Game 2 is supposed to go to Darvish, but his September had not been auspicious. So Friedman and the Dodgers breathed an ample sigh of relief Wednesday, when Darvish worked seven shutout innings in a 4-1 victory over the San Francisco Giants.

The Dodgers had six hits, all for extra bases. Cody Bellinger homered, tripled and drove in three runs. The pitching tag team – Darvish to Brandon Morrow to rookie Walker Buehler – might represent the best arms they can throw without using Kershaw or Kenley Jansen.

Darvish, like Kershaw, is allowed to pitch deep into games. For the second time in his six weeks with the Dodgers, Darvish completed seven innings.

That is not depth the Dodgers will expect of their other projected playoff starters. Rich Hill has thrown more than 100 pitches twice this season. Alex Wood has not hit 100 at all this season.

In his previous 7 1/3 innings, Darvish had given up 10 runs and 13 hits.

In his seven innings Wednesday, Darvish gave up no runs and three hits, all singles. He faced one batter over the minimum, in part because the Giants ran themselves into two double plays. He walked none, struck out five and got seven outs on ground balls.

There were plenty of other interesting sights and sounds, including the sound of Bellinger’s home run splashing into McCovey Cove.

Bellinger now has 37 home runs, one shy of tying Wally Berger and Frank Robinson for the National League rookie record.

Berger never hit that many again.

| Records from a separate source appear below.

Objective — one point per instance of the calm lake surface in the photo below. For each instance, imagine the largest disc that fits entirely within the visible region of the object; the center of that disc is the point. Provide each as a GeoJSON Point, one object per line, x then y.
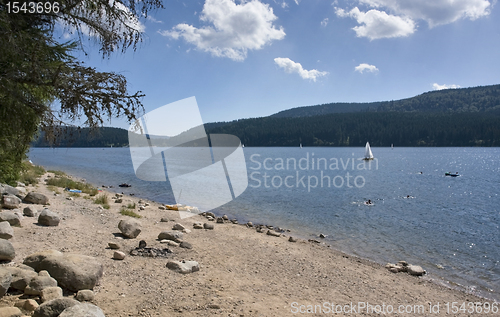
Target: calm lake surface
{"type": "Point", "coordinates": [449, 225]}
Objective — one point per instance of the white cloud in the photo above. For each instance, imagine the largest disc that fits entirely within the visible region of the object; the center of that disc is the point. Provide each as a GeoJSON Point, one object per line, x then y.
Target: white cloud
{"type": "Point", "coordinates": [436, 86]}
{"type": "Point", "coordinates": [292, 67]}
{"type": "Point", "coordinates": [150, 18]}
{"type": "Point", "coordinates": [369, 68]}
{"type": "Point", "coordinates": [435, 12]}
{"type": "Point", "coordinates": [234, 28]}
{"type": "Point", "coordinates": [377, 24]}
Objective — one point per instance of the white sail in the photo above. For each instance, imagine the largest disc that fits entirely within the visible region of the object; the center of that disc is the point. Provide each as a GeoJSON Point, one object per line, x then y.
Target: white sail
{"type": "Point", "coordinates": [368, 152]}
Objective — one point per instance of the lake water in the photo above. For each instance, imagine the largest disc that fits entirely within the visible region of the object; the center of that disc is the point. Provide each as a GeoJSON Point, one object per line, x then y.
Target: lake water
{"type": "Point", "coordinates": [449, 225]}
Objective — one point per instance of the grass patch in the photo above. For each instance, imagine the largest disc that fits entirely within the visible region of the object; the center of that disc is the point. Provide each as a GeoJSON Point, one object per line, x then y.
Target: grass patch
{"type": "Point", "coordinates": [31, 173]}
{"type": "Point", "coordinates": [131, 206]}
{"type": "Point", "coordinates": [65, 182]}
{"type": "Point", "coordinates": [128, 212]}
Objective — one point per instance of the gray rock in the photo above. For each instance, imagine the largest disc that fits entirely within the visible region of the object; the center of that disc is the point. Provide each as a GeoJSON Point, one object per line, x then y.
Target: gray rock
{"type": "Point", "coordinates": [82, 310]}
{"type": "Point", "coordinates": [55, 307]}
{"type": "Point", "coordinates": [113, 245]}
{"type": "Point", "coordinates": [7, 252]}
{"type": "Point", "coordinates": [118, 255]}
{"type": "Point", "coordinates": [38, 284]}
{"type": "Point", "coordinates": [183, 267]}
{"type": "Point", "coordinates": [7, 189]}
{"type": "Point", "coordinates": [185, 245]}
{"type": "Point", "coordinates": [50, 293]}
{"type": "Point", "coordinates": [11, 218]}
{"type": "Point", "coordinates": [33, 261]}
{"type": "Point", "coordinates": [20, 277]}
{"type": "Point", "coordinates": [85, 295]}
{"type": "Point", "coordinates": [208, 226]}
{"type": "Point", "coordinates": [30, 304]}
{"type": "Point", "coordinates": [6, 231]}
{"type": "Point", "coordinates": [273, 233]}
{"type": "Point", "coordinates": [5, 280]}
{"type": "Point", "coordinates": [72, 271]}
{"type": "Point", "coordinates": [170, 235]}
{"type": "Point", "coordinates": [130, 228]}
{"type": "Point", "coordinates": [415, 270]}
{"type": "Point", "coordinates": [36, 198]}
{"type": "Point", "coordinates": [10, 201]}
{"type": "Point", "coordinates": [10, 312]}
{"type": "Point", "coordinates": [48, 218]}
{"type": "Point", "coordinates": [178, 226]}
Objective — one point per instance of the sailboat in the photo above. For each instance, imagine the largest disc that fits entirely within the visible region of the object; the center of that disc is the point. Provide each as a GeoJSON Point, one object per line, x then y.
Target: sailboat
{"type": "Point", "coordinates": [368, 152]}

Robinson hit as many as 49, won two MVP awards and earned a spot in the Hall of Fame.

The Dodgers, intent on extending their winning streak to two games after losing 11, struck quickly. With two out in the first inning, Bellinger tripled home Corey Seager, who had been hit by a pitch.

Next up: Logan Forsythe, who is batting .303 against left-handers and .190 against right-handers.

On the mound: Matt Moore, a left-hander with a 5.39 earned-run average.

Forsythe doubled home Bellinger, and the Dodgers had a 2-0 lead five batters into the game.

In the bottom of the first inning, the Giants ran into a 1-6-5-4 double play. In the second, they let a pop fly drop, and their third baseman threw one ball away and dropped another. In the fourth, their catcher could not catch a third strike.

But the Dodgers did not score again until the fifth inning, when Bellinger homered.

Bellinger, who spotted the rest of the league three weeks, ranks second in the league in home runs. He has driven in 86 runs.

The Dodgers, for so long the team assumed to be the one that would finish with the best record in the major leagues, lead the Cleveland Indians by four games for that distinction. To the winner goes home-field advantage throughout the postseason.

“Our goal, first and foremost, is to win the division,” Friedman said.

Once the Dodgers do that – their magic number is seven – would Friedman opt for playing hard to try to secure the best record, or easing up to rest batters and line up pitchers for the playoffs?

“I don’t have a philosophy on how to handle the last two weeks of the season,” he said.

But, with four off days before Game 1 and additional off days scattered through the postseason schedule, Friedman said there would be such a thing as too much rest.

“I don’t anticipate aggressive resting of guys,” he said.